Of 50 patients enrolled, 54% had coronavirus disease 2019 acute respiratory distress syndrome. Median Acute Physiology and Chronic Health Evaluation II and Sequential Organ Failure Assessment scores were 35.5 (interquartile range, 30.2-41) and 8 (interquartile range, 6-9). Pao/Fio ratio was 130.5 (interquartile range, 94.5-193.8). Patients with coronavirus disease 2019-associated acute respiratory distress syndrome experienced a higher rate of hypertriglyceridemia (triglyceride ≥ 500 mg/dL) than noncoronavirus disease 2019-associated acute respiratory distress syndrome (9 [33.3%] vs 1 [4.3%]; = 0.014). Those with coronavirus disease 2019, compared with those without, received more propofol prior to becoming hypertriglyceridemic (median, 5,436.0 mg [interquartile range, 3,405.5-6,845.5 mg] vs 4,229.0 mg [interquartile range, 2,083.4-4,972.1 mg]; = 0.027). After adjustment for propofol dose with logistic regression (odds ratio, 5.97; 95% CI, 1.16-59.57; = 0.031) and propensity score matching (odds ratio, 8.64; 95% CI, 1.27-149.12; = 0.025), there remained a significant difference in the development of hypertriglyceridemia between coronavirus disease 2019-associated acute respiratory distress syndrome and noncoronavirus disease 2019-associated acute respiratory distress syndrome. There was no difference between groups in time to hypertriglyceridemia ( = 0.063). Serum lipase was not different between those who did or did not develop hypertriglyceridemia ( = 0.545). No patients experienced signs or symptoms of pancreatitis.

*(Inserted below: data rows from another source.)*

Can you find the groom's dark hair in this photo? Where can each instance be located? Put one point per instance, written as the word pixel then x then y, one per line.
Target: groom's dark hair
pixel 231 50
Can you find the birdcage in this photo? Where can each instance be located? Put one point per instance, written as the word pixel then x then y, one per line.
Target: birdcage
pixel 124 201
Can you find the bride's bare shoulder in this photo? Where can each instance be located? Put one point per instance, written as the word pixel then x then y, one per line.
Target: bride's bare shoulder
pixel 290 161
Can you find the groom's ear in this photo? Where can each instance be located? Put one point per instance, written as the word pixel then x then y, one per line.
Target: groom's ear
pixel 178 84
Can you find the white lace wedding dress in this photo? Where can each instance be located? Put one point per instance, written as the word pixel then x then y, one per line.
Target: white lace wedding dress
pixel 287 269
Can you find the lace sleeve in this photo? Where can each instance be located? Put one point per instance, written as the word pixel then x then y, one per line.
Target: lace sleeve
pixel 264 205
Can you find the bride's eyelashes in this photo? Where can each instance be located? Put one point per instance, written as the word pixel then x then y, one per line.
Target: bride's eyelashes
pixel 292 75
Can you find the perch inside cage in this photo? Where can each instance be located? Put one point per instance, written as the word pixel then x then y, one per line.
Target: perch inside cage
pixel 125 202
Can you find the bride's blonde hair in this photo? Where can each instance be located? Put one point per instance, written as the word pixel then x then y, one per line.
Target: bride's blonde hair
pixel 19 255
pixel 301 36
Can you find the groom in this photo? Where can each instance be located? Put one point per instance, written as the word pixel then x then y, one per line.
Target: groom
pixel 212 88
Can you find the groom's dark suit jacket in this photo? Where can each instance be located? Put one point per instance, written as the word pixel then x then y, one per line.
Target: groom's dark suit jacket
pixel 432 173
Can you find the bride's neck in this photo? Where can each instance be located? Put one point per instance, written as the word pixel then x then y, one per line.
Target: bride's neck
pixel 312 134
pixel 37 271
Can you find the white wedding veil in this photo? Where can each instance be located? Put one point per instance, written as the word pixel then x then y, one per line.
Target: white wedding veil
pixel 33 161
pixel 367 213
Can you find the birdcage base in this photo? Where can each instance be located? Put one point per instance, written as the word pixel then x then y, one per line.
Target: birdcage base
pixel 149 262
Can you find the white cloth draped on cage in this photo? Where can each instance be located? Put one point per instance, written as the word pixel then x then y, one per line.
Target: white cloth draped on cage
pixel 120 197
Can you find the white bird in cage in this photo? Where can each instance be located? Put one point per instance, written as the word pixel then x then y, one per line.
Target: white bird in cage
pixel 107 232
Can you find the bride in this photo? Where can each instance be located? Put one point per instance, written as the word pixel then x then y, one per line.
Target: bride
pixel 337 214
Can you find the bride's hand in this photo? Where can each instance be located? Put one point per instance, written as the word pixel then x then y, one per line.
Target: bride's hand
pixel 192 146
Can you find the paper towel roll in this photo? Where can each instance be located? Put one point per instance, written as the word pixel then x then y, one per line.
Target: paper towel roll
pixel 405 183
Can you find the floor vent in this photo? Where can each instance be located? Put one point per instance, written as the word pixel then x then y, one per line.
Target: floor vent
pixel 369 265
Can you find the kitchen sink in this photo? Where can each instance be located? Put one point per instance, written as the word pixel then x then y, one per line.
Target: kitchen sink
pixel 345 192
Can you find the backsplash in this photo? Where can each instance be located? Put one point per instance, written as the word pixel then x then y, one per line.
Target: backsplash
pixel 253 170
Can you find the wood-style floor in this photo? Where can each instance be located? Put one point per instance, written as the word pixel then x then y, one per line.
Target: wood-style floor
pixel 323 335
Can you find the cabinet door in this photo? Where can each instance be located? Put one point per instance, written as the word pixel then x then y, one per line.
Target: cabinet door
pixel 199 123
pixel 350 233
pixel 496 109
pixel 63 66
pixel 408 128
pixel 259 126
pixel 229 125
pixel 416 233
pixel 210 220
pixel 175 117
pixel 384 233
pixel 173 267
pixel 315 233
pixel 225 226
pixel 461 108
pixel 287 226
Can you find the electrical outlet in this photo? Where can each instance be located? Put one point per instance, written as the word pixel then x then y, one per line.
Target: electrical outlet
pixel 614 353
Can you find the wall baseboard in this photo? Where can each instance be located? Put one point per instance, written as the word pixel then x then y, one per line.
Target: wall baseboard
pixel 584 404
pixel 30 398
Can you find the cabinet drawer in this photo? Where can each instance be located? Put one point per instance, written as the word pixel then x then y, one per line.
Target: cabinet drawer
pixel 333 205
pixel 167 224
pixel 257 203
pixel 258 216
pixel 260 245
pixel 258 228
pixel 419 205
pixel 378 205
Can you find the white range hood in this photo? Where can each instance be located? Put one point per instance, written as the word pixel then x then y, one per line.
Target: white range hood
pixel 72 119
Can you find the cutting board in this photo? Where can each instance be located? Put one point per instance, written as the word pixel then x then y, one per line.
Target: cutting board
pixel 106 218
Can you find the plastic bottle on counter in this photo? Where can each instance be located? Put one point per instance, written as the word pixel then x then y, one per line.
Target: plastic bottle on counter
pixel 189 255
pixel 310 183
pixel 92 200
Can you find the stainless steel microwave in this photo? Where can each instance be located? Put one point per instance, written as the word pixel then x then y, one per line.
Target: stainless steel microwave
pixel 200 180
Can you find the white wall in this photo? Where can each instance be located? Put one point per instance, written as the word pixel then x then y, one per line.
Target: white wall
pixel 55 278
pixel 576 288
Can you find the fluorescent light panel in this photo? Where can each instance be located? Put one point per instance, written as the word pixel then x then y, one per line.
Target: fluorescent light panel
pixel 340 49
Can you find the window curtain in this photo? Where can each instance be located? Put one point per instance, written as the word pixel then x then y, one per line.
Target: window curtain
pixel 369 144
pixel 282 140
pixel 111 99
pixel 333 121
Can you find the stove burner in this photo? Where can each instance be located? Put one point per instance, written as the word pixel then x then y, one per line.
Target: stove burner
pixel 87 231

Patients with coronavirus disease 2019 acute respiratory distress syndrome experienced a higher rate of propofol-associated hypertriglyceridemia than noncoronavirus disease 2019 acute respiratory distress syndrome patients, even after accounting for differences in propofol administration.

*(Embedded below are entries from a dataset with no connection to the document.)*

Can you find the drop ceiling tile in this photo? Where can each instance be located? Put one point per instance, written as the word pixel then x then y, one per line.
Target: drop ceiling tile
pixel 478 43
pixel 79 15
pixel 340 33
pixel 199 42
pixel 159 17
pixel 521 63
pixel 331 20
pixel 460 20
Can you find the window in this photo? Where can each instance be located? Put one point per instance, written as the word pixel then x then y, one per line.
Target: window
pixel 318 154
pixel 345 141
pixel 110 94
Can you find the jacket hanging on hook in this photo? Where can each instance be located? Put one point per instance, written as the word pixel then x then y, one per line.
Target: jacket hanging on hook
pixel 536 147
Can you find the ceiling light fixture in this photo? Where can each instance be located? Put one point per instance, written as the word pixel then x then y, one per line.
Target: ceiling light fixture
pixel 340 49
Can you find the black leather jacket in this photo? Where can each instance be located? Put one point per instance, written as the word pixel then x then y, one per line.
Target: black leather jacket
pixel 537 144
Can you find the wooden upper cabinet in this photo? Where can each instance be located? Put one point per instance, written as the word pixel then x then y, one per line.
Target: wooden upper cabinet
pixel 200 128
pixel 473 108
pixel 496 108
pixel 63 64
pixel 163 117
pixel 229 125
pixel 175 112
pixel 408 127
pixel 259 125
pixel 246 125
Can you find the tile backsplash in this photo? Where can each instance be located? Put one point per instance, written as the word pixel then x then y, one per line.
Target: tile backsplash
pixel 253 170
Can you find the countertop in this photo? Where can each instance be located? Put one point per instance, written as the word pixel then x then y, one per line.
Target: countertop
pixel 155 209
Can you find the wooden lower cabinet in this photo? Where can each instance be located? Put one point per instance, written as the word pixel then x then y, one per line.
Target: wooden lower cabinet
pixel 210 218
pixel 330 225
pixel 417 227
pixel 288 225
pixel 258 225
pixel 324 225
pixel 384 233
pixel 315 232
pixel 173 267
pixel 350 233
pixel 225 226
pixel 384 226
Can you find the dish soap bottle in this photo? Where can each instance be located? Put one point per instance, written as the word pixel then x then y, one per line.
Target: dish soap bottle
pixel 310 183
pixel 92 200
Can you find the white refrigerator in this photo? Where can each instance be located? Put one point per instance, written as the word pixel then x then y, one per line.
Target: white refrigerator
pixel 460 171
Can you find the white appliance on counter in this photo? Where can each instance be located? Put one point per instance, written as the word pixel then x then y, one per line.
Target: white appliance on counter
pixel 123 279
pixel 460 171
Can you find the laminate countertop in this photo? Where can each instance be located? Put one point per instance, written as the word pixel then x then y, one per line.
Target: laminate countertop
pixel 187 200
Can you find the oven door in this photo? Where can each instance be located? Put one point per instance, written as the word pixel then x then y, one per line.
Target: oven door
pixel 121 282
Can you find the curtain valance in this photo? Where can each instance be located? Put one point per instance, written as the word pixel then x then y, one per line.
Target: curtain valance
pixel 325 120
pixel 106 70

比较2019冠状病毒病(COVID-19)与非COVID-19急性呼吸窘迫综合征患者中丙泊酚相关高甘油三酯血症的发生率及特征。
单中心前瞻性观察队列研究。
医学重症监护病房和区域传染病隔离病房。
2020年4月7日至2020年5月15日收治的需要持续输注丙泊酚的急性呼吸窘迫综合征患者。
无。
纳入的50例患者中,54%患有COVID-19急性呼吸窘迫综合征。急性生理与慢性健康状况评分系统II(APACHE II)和序贯器官衰竭评估(SOFA)评分的中位数分别为35.5(四分位间距,30.2 - 41)和8(四分位间距,6 - 9)。氧合指数(Pao/Fio)为130.5(四分位间距,94.5 - 193.8)。与非COVID-19相关急性呼吸窘迫综合征患者相比,COVID-19相关急性呼吸窘迫综合征患者发生高甘油三酯血症(甘油三酯≥500mg/dL)的比例更高(9例[33.3%] vs 1例[4.3%];P = 0.014)。与未发生高甘油三酯血症的患者相比,发生高甘油三酯血症的COVID-19患者在出现高甘油三酯血症之前接受的丙泊酚更多(中位数,5436.0mg[四分位间距,3405.5 - 6845.5mg] vs 4229.0mg[四分位间距,2083.4 - 4972.1mg];P = 0.027)。经逻辑回归调整丙泊酚剂量后(比值比,5.97;95%置信区间,1.16 - 59.57;P = 0.031)以及倾向评分匹配后(比值比,8.64;95%置信区间,1.27 - 149.12;P = 0.025),COVID-19相关急性呼吸窘迫综合征与非COVID-19相关急性呼吸窘迫综合征患者在高甘油三酯血症的发生方面仍存在显著差异。两组患者出现高甘油三酯血症的时间无差异(P = 0.063)。发生或未发生高甘油三酯血症的患者血清脂肪酶水平无差异(P = 0.545)。无患者出现胰腺炎的体征或症状。
即使考虑丙泊酚给药差异,COVID-19急性呼吸窘迫综合征患者发生丙泊酚相关高甘油三酯血症的比例仍高于非COVID-19急性呼吸窘迫综合征患者。